MDMHPCoreData
MDMHPCoreData copied to clipboard
Duplicate insert
I am getting duplicate inserts when I have a data set like this:
{ "guid":"a"},
{ "guid":"c"},
Followed by an import on data set like this:
{"guid":"a"},
{"guid":"b"},
{"guid":"c"},
After the first data set is inserted (just a and c) we try to import a new json set with a,b,c:
try to fetch objects a,b,c from managedObjectContext
return objects a,c
compare a==a
update a
compare b==c
insert b
compare c==b
insert c
object c is then duplicated
Updated with actual ufo json:
First import this in ufo.json:
[
{"description": "Man repts. witnessing "flash, followed by a classic UFO, w/ a tailfin at back." Red color on top half of tailfin. Became triangular.", "reported_at": "19951009", "shape": "", "location": "Iowa City, IA", "duration": "", "sighted_at": "19951009", "guid": "a"},
{"description": "Telephoned Report:CA woman visiting daughter witness discs and triangular ships over Squaxin Island in Puget Sound. Dramatic. Written report, with illustrations, submitted to NUFORC.", "reported_at": "19950103", "shape": "", "location": "Shelton, WA", "duration": "", "sighted_at": "19950101", "guid": "c"},
]
Stop the app then update ufo.json to this and import:
[
{"description": "Man repts. witnessing "flash, followed by a classic UFO, w/ a tailfin at back." Red color on top half of tailfin. Became triangular.", "reported_at": "19951009", "shape": "", "location": "Iowa City, IA", "duration": "", "sighted_at": "19951009", "guid": "a"},
{"description": "Man on Hwy 43 SW of Milwaukee sees large, bright blue light streak by his car, descend, turn, cross road ahead, strobe. Bizarre!", "reported_at": "19951011", "shape": "", "location": "Milwaukee, WI", "duration": "2 min.", "sighted_at": "19951010", "guid": "b"},
{"description": "Telephoned Report:CA woman visiting daughter witness discs and triangular ships over Squaxin Island in Puget Sound. Dramatic. Written report, with illustrations, submitted to NUFORC.", "reported_at": "19950103", "shape": "", "location": "Shelton, WA", "duration": "", "sighted_at": "19950101", "guid": "c"},
]
@HarrisonJackson I don't understand the problem. Are you saying the import code is broke as it is allowing duplicates? Pull requests are welcome.

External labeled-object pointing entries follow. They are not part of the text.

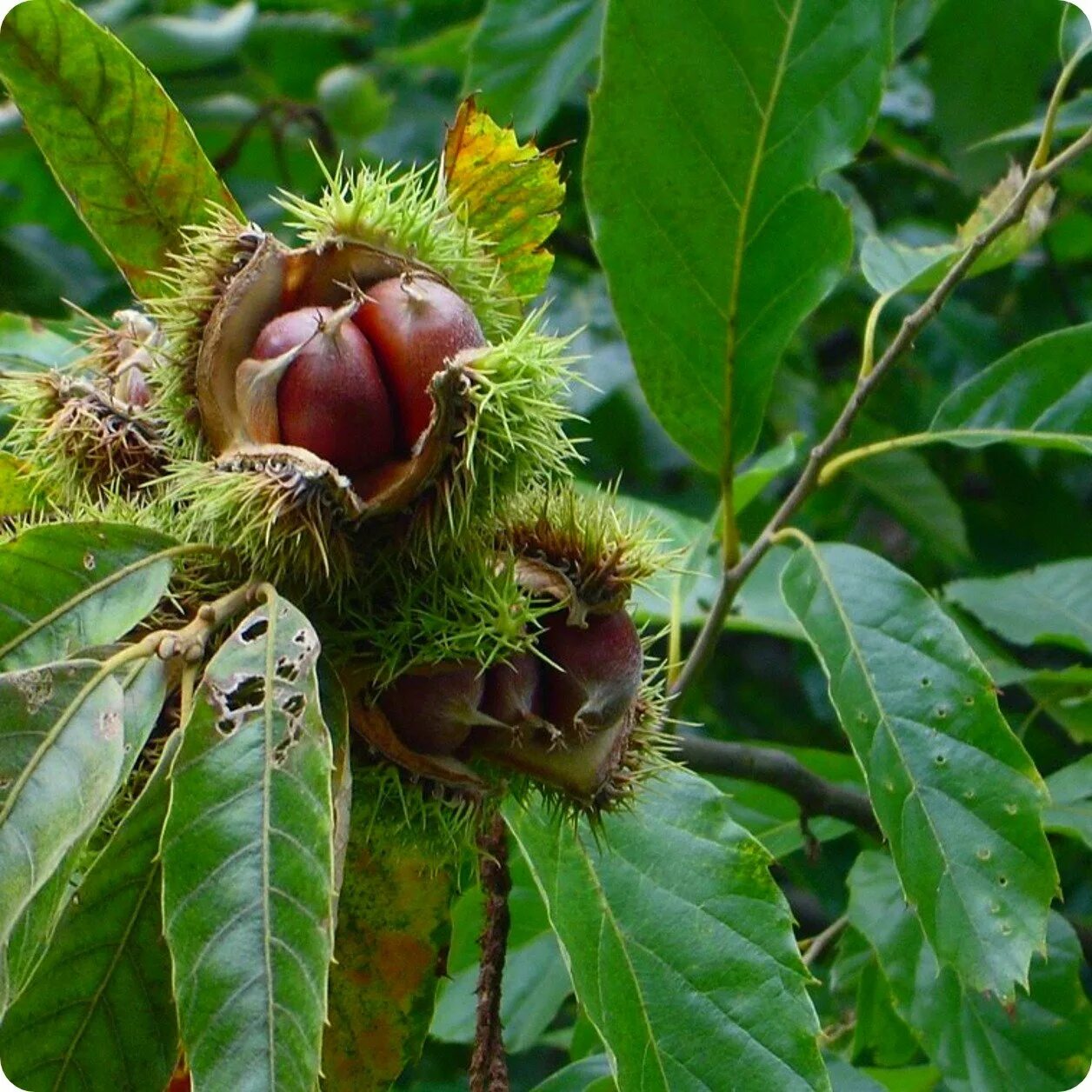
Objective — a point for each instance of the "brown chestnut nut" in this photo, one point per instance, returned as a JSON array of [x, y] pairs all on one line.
[[415, 325], [597, 674], [433, 710], [331, 400], [512, 690]]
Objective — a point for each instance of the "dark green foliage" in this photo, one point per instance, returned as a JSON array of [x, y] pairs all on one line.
[[758, 196]]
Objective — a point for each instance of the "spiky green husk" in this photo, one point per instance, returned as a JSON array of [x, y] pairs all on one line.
[[515, 440], [193, 282], [282, 521], [647, 756], [600, 550], [409, 214], [79, 442], [425, 814], [409, 614]]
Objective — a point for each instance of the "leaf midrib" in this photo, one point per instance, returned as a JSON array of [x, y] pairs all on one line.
[[86, 593], [742, 234], [35, 60], [153, 875]]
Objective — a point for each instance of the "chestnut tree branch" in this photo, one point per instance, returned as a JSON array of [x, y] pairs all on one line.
[[737, 574], [489, 1068], [784, 772]]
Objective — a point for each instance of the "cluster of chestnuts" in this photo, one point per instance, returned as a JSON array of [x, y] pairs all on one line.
[[353, 383], [356, 418], [563, 712]]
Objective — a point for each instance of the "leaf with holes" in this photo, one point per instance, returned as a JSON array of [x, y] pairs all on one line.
[[1041, 1043], [1049, 605], [710, 124], [61, 751], [954, 789], [247, 861], [690, 974], [69, 587], [393, 926], [101, 1002], [506, 191], [120, 149]]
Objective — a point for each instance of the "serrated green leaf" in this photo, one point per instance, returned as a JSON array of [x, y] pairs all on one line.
[[144, 686], [247, 862], [69, 587], [775, 817], [1050, 604], [583, 1075], [954, 789], [1040, 1044], [61, 754], [1070, 809], [844, 1078], [118, 145], [905, 484], [1073, 119], [709, 126], [507, 192], [525, 57], [101, 1002], [690, 974], [393, 927], [890, 265], [769, 466], [1040, 395]]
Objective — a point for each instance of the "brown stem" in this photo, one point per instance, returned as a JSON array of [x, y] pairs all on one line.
[[489, 1067], [734, 578], [779, 770]]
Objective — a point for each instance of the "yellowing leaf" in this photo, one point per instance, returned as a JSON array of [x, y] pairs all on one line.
[[507, 191], [393, 927]]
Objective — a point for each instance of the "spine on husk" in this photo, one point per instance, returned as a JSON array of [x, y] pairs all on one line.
[[372, 388], [569, 700]]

Yes, that's what I am saying. It seems as if the intention of the find or create method is to find an existing record, so that a duplicate is not inserted, but there are cases the way it is written where a duplicate could be created.
I was actually reporting the issue because I hoped you had an idea of how to fix it haha. The fastest and definitely dirtiest fix is to change the MDM_BATCH_SIZE_IMPORT
from 5000
to 1
. Obviously that wastes many of the other optimizations. After fiddling with it a bit, I found it takes an import that took ~2 seconds to about ~5 seconds. Not ideal, but in my case it was better than allowing duplicates. If I find a cleaner way I will submit a PR.
The project and associated write up are excellent - thanks for putting them out there.